Os Muros e Costa

Para os comunistas portugueses a queda do Muro de Berlim, que epigrafou a queda do comunismo soviético, tem uma ressonância "trágica". Confessam-no abertamente no seu longo e precioso (pelos saborosos atavismos que encerra) programa político.  «A luta pelo socialismo no mundo sofreu ao findar o século XX derrotas de trágicas consequências para a luta dos trabalhadores e dos povos contra todas as formas de exploração e opressão, com a desintegração da URSS e dos regimes existentes nos países do Leste da Europa», lê-se no programa do Partido Comunista. Os comunistas portugueses identificam 'os desvios' que conduziram ao monumental desaire histórico (o excessos centralistas, a burocracia, o autoritarismo, o "centralismo burocrático"), mas mantêm-se fieis a uma análise clássica, onde as relações de produção bloqueiam o desenvolvimento das força produtivas (sic, é o que lá se lê). O horizonte para as sociedades e para a espécie humana continua igual: uma sociedade comunista, onde não se chega apenas através do palco parlamentar. Os comunistas permanecem religiosamente fieis aos princípios e objectivos da revolução de 1917. São uma relíquia política. E, a eles, dói-lhes o derrube de muros.

Ora, o derrube de um muro, que colocava em Portugal a esquerda do PC do lado oposto ao da governação, foi o festejado pelo primeiro-ministro que fez a opção política de se aliar aos partidos à sua esquerda para chegar ao poder. Um apoio que, após a maioria relativa obtida pelos socialistas nas últimas eleições (um relativo malogro, pois esperavam já então alcançar a maioria absoluta), ficou reduzido a um entendimento entre eles e os comunistas a propósito do Orçamento de Estado. E que falhou. Falhou porque António Costa se enganou-se ou quis enganar-se: é que o Muro de Berlim foi derrubado para pôr fim ao comunismo, não para reabilitá-lo. 
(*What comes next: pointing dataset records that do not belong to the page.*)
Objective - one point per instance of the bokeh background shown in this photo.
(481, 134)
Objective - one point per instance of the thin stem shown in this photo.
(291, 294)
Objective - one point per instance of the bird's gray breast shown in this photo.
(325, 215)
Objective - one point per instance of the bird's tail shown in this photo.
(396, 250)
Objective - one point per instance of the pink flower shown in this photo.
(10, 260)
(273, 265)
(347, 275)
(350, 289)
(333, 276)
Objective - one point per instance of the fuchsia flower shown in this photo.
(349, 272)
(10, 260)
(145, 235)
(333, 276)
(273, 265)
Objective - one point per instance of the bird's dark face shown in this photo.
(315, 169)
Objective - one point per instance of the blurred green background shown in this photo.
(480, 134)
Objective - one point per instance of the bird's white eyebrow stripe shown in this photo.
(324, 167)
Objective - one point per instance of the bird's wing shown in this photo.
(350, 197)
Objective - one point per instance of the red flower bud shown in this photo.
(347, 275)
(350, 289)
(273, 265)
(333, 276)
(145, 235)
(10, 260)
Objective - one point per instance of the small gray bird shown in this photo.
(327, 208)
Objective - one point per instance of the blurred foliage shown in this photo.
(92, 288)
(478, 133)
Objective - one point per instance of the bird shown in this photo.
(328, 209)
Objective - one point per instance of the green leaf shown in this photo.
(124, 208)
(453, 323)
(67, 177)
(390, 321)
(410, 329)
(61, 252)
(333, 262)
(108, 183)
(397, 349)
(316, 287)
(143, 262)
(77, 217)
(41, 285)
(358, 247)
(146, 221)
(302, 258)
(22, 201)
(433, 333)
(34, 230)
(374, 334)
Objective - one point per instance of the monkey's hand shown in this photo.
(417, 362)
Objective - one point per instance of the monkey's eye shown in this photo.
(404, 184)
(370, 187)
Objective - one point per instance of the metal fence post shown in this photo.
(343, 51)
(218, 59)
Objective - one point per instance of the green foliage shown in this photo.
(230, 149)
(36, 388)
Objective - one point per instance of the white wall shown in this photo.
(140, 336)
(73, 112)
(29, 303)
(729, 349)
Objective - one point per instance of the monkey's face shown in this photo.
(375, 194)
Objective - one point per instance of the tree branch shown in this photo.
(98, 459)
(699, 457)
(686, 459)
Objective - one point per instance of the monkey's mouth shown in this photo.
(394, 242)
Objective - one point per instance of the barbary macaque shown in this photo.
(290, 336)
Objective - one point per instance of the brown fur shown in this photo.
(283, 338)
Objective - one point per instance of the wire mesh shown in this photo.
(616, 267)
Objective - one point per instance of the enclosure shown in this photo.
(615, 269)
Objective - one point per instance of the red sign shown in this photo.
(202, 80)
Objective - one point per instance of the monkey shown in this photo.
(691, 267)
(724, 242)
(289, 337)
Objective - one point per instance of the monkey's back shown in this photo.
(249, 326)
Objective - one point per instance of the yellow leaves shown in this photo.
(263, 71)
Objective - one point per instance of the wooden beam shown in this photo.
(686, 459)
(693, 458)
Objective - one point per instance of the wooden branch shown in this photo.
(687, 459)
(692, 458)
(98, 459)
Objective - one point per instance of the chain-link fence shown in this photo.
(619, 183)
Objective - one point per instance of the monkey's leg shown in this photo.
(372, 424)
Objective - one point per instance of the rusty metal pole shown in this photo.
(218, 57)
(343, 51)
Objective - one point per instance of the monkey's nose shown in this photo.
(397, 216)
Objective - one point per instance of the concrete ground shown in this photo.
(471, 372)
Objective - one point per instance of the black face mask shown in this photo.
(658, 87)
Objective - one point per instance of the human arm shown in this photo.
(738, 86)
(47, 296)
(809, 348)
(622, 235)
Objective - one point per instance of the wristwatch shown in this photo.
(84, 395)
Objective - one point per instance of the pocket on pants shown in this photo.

É que os comunistas estarem-se marimbando para cumprir os compromissos estabelecidos com a União Europeia, é algo perfeitamente natural dada a sua posição declaradamente anti-UE e é apenas um pormenor num erro gigantesco de orientação política. Um erro que supostamente teria um custo eleitoral muito elevado. Mas possivelmente não vai ter.